Birkaçı, tam kıyıda oturmuş sadece ayak bileklerine kadar suya girebilmiştir. Kollarını bedenine sarmış halinden denize girmeye çekindiğini, korktuğunu anlarsınız. Biraz ötede yavaş yavaş suyun içinde ilerleyenleri görürsünüz. Bunlar da, garanti olsun diye ayaklarının dediği yere kadar ilerleyebilmişlerdir. Sadece 5-6 kişi yüzmektedir. Bunların içinde de 2 si iyi yüzücüdür!

Yüksek kulübesinde oturan cankurtaran ise -sadece denizdekileri değil, sanki yüzmeyenleri de uyarır gibi-

-Çok fazla açılmayın. Akıntı var, boğulursunuz! diye seslenmektedir.

Plajda bulunanlardan bazıları denizdekilere bir şeyler söylemektedirler.

-Hey, kollarını-ayaklarını şöyle çırpmalısın! (amatör yüzücülere)
-Ne korkuyorsun! ilerlesene yahu. Boğulmazsın merak etme. (kıyıda bulunanlara)
-Yüzmeyeceksin madem, niye denize girdin! (garanticilere)
-Normal ben de yüzerim, biraz da sırtüstü yüz bakalım! (iyi yüzücülere)

Yüzenlerden birisi dayanamayıp bağırır:

-Çok biliyorsan gel kendin yüz!

Plajdakilerden birisi:

-Biliyorum ama şimdi canım istemiyor!

Tüm bu olan-biteni gözlemlerken aniden derinden birisi çıkar. Kolunu zafer kazanmış bir edayla yukarı doğru kaldırır. Büyük bir sevinç ve heyecanla bağırır;

-İşte, sonunda buldum. Başardım!

Dikkatli baktığınızda adamın elindeki parlayan şeyin bir 'İnci' olduğunu fark edersiniz.

İnci, sadece derinlerde, denizin dibinde olur. Ve oraya çok az kişi inme cesareti gösterebilir!

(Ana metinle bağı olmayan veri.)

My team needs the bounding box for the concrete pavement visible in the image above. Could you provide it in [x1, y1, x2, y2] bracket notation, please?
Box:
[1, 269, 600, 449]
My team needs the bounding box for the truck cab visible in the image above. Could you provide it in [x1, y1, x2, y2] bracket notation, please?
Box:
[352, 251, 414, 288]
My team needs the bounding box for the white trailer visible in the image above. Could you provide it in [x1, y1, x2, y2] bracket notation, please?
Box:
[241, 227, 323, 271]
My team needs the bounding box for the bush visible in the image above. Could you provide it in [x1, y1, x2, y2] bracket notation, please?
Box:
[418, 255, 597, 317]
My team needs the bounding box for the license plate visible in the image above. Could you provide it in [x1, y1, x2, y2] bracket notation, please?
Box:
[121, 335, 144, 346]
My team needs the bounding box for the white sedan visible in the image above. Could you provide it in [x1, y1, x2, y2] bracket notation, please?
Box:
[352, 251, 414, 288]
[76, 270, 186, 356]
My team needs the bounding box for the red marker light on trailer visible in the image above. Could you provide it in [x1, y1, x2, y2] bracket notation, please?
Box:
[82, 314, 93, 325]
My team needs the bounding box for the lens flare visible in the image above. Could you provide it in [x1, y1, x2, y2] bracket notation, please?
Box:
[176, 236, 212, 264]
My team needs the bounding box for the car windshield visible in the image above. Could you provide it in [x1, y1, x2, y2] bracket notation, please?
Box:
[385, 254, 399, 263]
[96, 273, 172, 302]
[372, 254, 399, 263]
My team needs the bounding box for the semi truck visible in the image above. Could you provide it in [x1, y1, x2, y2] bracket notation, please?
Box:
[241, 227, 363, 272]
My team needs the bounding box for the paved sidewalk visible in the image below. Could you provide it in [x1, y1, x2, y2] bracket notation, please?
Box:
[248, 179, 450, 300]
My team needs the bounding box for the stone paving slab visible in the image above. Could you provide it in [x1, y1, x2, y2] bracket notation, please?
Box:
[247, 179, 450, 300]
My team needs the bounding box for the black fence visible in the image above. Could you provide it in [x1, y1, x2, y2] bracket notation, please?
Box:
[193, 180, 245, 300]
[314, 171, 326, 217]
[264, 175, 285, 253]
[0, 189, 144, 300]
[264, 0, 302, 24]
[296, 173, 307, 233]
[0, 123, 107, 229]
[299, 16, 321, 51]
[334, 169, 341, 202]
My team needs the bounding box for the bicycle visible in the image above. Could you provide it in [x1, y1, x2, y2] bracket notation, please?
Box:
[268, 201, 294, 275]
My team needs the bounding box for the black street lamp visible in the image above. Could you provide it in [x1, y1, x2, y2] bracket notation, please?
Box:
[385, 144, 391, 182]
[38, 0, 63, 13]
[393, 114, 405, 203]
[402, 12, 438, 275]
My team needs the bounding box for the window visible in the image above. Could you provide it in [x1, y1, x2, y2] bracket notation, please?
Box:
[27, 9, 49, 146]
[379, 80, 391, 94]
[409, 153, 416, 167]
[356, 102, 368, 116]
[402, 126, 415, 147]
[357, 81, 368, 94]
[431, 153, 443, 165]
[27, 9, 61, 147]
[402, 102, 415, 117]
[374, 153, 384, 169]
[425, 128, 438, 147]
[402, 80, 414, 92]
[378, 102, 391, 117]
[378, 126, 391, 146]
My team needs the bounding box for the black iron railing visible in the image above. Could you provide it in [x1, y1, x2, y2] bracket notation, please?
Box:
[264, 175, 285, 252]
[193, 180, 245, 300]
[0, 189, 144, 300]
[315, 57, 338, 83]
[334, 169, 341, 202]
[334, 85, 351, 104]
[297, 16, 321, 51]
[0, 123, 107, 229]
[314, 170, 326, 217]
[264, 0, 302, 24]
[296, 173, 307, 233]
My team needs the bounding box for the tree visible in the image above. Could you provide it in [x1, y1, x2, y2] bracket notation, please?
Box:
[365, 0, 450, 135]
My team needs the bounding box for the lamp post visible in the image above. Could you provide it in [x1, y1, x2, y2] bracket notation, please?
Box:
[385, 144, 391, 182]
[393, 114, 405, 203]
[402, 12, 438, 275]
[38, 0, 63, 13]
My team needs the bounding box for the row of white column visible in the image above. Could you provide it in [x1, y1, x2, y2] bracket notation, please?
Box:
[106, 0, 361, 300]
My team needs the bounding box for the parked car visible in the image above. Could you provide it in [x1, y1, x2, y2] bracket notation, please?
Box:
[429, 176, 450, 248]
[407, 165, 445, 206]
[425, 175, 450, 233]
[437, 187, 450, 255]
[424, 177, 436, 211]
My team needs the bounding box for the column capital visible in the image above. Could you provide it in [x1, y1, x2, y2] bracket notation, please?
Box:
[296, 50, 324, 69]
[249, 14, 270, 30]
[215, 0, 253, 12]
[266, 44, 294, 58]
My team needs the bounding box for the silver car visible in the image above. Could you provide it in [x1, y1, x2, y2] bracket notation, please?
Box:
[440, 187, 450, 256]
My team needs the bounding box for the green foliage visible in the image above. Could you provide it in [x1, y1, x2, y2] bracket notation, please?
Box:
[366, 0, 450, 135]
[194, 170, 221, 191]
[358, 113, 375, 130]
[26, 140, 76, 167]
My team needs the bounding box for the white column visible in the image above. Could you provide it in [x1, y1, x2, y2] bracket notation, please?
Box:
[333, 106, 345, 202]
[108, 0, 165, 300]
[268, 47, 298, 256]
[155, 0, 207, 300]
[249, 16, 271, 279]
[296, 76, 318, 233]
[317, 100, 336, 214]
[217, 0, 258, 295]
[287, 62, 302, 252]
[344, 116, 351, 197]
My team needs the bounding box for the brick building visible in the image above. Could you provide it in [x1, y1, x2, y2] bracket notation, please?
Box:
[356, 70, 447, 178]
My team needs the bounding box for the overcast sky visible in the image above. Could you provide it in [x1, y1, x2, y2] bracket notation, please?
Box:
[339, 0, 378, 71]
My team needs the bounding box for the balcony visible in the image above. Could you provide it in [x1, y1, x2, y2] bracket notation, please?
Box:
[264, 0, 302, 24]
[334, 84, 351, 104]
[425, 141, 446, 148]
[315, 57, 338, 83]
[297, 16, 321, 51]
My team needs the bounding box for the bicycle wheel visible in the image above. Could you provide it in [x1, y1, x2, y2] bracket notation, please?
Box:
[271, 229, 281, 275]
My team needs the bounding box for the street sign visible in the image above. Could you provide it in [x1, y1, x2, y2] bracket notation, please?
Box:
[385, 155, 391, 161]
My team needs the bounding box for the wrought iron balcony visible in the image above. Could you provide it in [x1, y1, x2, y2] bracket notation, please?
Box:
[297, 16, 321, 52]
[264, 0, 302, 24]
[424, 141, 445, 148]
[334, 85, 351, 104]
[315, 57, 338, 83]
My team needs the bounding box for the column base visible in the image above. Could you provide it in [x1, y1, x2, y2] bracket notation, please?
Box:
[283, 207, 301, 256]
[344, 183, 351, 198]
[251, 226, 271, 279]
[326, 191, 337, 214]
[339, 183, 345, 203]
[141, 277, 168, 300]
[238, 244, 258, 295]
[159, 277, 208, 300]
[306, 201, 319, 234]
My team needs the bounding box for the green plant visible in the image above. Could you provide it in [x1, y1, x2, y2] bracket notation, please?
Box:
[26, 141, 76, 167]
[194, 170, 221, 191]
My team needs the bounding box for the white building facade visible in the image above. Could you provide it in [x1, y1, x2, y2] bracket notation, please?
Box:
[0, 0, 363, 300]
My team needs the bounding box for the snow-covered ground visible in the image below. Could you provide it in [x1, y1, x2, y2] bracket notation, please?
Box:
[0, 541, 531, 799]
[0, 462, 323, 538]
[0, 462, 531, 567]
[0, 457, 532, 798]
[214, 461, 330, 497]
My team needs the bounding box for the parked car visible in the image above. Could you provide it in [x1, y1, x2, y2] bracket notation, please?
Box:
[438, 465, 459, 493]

Hayal ettiğiniz bu sahne, aslında hayat sahnesidir. Bu plajdaki herkes, aslında gerçektir. Yapmamız gereken şey kim olacağımıza karar vermektir. Bu insanlardan birisi olabiliriz.

İster plajda pardösü ile oturup şikayet edin. İster derinlere inip kendi hazinenizi kendiniz çıkarın. Karar sizin!